This week, I’m at the SHRM Conference in Las Vegas with 15,000 of my HR brethren, and there is definite excitement in the air. Marcus Buckingham started off Monday’s general session by talking about strengths, leadership, and performance. One of the specific areas he focused on was the importance of a good team leader for the performance of the organization.
Many of the processes companies put in place are focused on improving the organization or supporting the employee populace, but there is a dearth of support for the team leaders. Even a traditional engagement survey doesn’t necessarily serve the needs of the supervisors as we might expect. Buckingham talked about this phenomenon with this example:
When we do an engagement survey, we gather information and HR is the first group to see it. Then the human resources team passes it up to the appropriate senior leadership staff with commentary (engagement is up, communication is down, etc.) Finally, after everyone else has seen the information, the actual team leaders see the data weeks after it has been collected.

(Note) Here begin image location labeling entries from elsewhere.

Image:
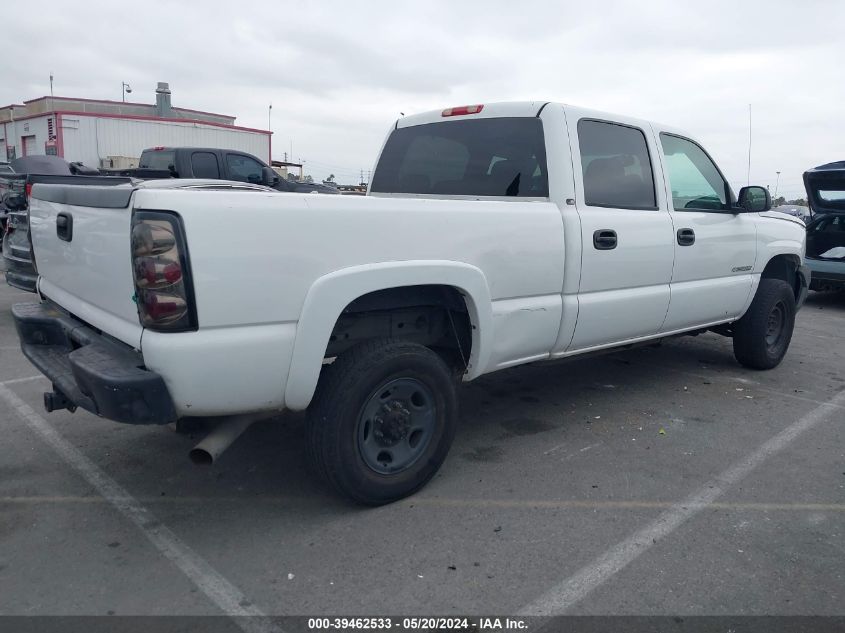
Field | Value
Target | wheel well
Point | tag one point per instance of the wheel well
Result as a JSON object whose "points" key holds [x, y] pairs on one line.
{"points": [[432, 315], [784, 267]]}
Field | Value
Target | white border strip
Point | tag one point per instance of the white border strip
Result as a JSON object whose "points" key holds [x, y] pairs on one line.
{"points": [[220, 591], [563, 596]]}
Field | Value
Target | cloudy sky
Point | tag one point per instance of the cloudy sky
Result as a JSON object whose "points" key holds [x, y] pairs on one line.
{"points": [[339, 73]]}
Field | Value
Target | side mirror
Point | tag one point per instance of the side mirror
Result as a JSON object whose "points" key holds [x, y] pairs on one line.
{"points": [[269, 177], [754, 199]]}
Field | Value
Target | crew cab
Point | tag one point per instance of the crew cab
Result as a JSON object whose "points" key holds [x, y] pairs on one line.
{"points": [[224, 164], [492, 236]]}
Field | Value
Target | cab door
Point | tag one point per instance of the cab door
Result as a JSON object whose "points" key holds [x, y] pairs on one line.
{"points": [[715, 247], [626, 233]]}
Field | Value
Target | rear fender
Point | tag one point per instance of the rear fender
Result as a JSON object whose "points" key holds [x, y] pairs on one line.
{"points": [[330, 294]]}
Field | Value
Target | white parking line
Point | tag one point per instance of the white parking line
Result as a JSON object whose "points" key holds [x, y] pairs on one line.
{"points": [[563, 596], [220, 591]]}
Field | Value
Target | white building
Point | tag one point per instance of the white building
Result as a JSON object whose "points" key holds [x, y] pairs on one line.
{"points": [[109, 134]]}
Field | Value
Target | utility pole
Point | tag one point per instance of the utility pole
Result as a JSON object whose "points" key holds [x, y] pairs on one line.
{"points": [[748, 180]]}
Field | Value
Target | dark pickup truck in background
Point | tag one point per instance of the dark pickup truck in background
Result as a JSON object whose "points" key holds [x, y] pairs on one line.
{"points": [[15, 189], [222, 164]]}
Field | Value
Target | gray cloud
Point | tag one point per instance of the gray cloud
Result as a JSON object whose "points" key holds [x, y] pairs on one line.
{"points": [[339, 73]]}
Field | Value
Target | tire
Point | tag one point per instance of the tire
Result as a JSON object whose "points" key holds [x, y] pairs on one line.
{"points": [[762, 335], [382, 420]]}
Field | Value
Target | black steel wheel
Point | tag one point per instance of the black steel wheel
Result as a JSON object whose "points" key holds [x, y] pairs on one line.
{"points": [[382, 420], [762, 336]]}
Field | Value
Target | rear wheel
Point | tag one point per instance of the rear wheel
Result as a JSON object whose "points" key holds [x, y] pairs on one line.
{"points": [[382, 420], [761, 337]]}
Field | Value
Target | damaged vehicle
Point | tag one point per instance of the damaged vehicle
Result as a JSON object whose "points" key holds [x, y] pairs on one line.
{"points": [[825, 257]]}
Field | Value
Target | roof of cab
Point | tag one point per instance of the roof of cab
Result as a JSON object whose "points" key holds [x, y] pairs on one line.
{"points": [[526, 109], [488, 111]]}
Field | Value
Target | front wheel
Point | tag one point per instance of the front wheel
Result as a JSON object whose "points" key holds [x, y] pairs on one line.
{"points": [[762, 335], [382, 420]]}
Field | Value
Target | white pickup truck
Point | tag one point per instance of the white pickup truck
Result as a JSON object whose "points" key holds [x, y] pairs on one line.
{"points": [[492, 235]]}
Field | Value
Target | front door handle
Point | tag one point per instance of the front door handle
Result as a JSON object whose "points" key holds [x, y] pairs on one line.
{"points": [[64, 226], [605, 239], [686, 237]]}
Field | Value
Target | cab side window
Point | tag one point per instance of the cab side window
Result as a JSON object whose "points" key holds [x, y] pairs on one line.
{"points": [[694, 178], [616, 166]]}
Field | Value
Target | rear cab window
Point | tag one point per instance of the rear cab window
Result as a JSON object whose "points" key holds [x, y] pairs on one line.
{"points": [[616, 166], [244, 168], [481, 157], [204, 165]]}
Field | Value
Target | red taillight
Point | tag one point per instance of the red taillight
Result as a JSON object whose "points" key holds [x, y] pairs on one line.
{"points": [[163, 289], [462, 110], [163, 308]]}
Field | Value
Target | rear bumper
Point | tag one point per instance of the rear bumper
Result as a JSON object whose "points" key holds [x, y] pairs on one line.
{"points": [[90, 370], [21, 279]]}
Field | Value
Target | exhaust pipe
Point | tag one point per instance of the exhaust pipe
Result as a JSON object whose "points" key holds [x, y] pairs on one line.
{"points": [[219, 439]]}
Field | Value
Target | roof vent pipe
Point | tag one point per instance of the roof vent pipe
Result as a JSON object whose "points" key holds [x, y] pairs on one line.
{"points": [[163, 108]]}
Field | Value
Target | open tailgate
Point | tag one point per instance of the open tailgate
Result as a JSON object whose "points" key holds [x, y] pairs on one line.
{"points": [[81, 246]]}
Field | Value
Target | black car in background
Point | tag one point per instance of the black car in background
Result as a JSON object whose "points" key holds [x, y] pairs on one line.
{"points": [[826, 231]]}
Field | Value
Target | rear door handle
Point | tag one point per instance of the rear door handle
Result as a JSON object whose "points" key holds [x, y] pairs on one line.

In that period, the teams may have grown or shrunk, the issues listed in the survey may have been resolved, or other problems raised might have spiraled out of control due to the time lapse.
This example is one that helps us to understand the need for faster access to data, not just for the HR team or for the leadership, but for the specific managers as well.
The Red/Green Experiment
Several years ago I read the book All In: How the Best Managers Create a Culture of Belief and Drive Big Results. One of the interesting points from the book was the red/green experiment. A company mapped out its departments using green, yellow, or red. Green teams were higher than average in productivity, profitability, etc. Red were just the opposite and were especially poor in the area of turnover. So the company decided to experiment by moving some “green” managers to “red” areas and vice versa to see the results. Here’s a direct quote:
In every single case, no matter the background or expertise of the manager, within a year the red departments were green and green departments were red. It was the manager who made the difference.”
Wow! That’s a major vote for focusing on our team leaders to ensure they are the right people in the right roles at the right time.
Great Managers? They Matter
My colleague Laci Loew writes often on how to make managers better, and I recommend you check out one of her latest pieces on transforming managers into coaches. In addition, we recently published a piece on how managers figure into the performance of the employees under them as well as for the organization. The snippet below helps to support the points Buckingham made in his presentation.
In the research, organizations identified the top three activities to improve performance. This can serve as a guideline for how organizations should be developing managers:
Increase alignment between performance goals and in business goals (74%)
Focus on coaching for development (64%)
Improve manager skills in giving feedback (64%)
I would encourage each of you to look at how your company is supporting team leaders to do their work more effectively or efficiently. Also, consider the red/green experiment. Would it be worthwhile to profile team performance within your organization so that you can accurately focus efforts on improving the “red” ones and understanding what makes the “green” ones great?